# What You Need:
→ Vegetables
01 - 7 oz snap peas, ends trimmed
02 - 7 oz green beans, ends trimmed
03 - 1 small shallot, thinly sliced
→ Cheese
04 - 3.5 oz sharp white cheddar, cut into small cubes or shards
→ Dressing
05 - 2 tbsp extra virgin olive oil
06 - 1 tbsp fresh lemon juice
07 - 1 tsp Dijon mustard
08 - 1/2 tsp honey
09 - Salt, to taste
10 - Freshly ground black pepper, to taste
→ Garnish
11 - 2 tbsp fresh chives, finely chopped
12 - Optional: microgreens or pea shoots
# Directions:
01 - Bring a large pot of salted water to a boil. Add snap peas and green beans, blanching for 2 minutes until bright green and tender.

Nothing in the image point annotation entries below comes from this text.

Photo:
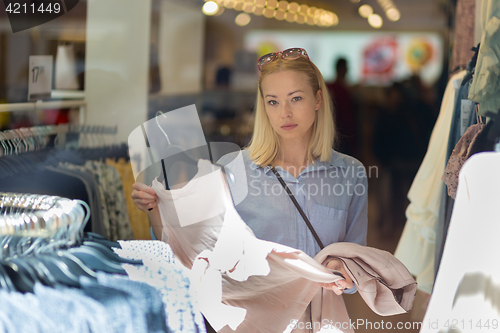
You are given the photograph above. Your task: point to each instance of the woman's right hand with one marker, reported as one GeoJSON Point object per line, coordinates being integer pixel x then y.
{"type": "Point", "coordinates": [144, 197]}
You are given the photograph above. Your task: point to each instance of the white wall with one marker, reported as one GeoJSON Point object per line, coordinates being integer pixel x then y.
{"type": "Point", "coordinates": [117, 63]}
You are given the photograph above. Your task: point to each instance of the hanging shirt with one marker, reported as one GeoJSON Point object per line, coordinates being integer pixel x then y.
{"type": "Point", "coordinates": [254, 285]}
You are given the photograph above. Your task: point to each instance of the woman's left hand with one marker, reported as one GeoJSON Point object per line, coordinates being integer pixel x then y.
{"type": "Point", "coordinates": [338, 286]}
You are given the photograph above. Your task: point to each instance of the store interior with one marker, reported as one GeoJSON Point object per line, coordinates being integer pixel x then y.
{"type": "Point", "coordinates": [116, 63]}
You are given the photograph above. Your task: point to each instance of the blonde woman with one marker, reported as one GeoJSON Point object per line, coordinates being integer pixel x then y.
{"type": "Point", "coordinates": [293, 137]}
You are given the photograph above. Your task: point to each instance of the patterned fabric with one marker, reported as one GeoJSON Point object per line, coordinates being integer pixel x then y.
{"type": "Point", "coordinates": [458, 158]}
{"type": "Point", "coordinates": [116, 222]}
{"type": "Point", "coordinates": [160, 270]}
{"type": "Point", "coordinates": [138, 219]}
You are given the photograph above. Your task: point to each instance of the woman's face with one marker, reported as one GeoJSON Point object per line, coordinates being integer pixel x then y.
{"type": "Point", "coordinates": [290, 104]}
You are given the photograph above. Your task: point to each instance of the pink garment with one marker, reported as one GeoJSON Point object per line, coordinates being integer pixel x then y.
{"type": "Point", "coordinates": [245, 284]}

02 - Immediately transfer the vegetables to an ice water bath to halt cooking and retain crispness. Drain thoroughly and pat dry.
03 - In a large bowl, whisk together olive oil, lemon juice, Dijon mustard, honey, salt, and pepper until emulsified.
04 - Add blanched vegetables and sliced shallot to the dressing. Toss gently to ensure even coating.
05 - Arrange the dressed vegetables in long, intertwined vines on a serving platter. Scatter sharp white cheddar cubes or shards atop.
06 - Sprinkle with finely chopped chives and optionally garnish with microgreens or pea shoots. Serve immediately.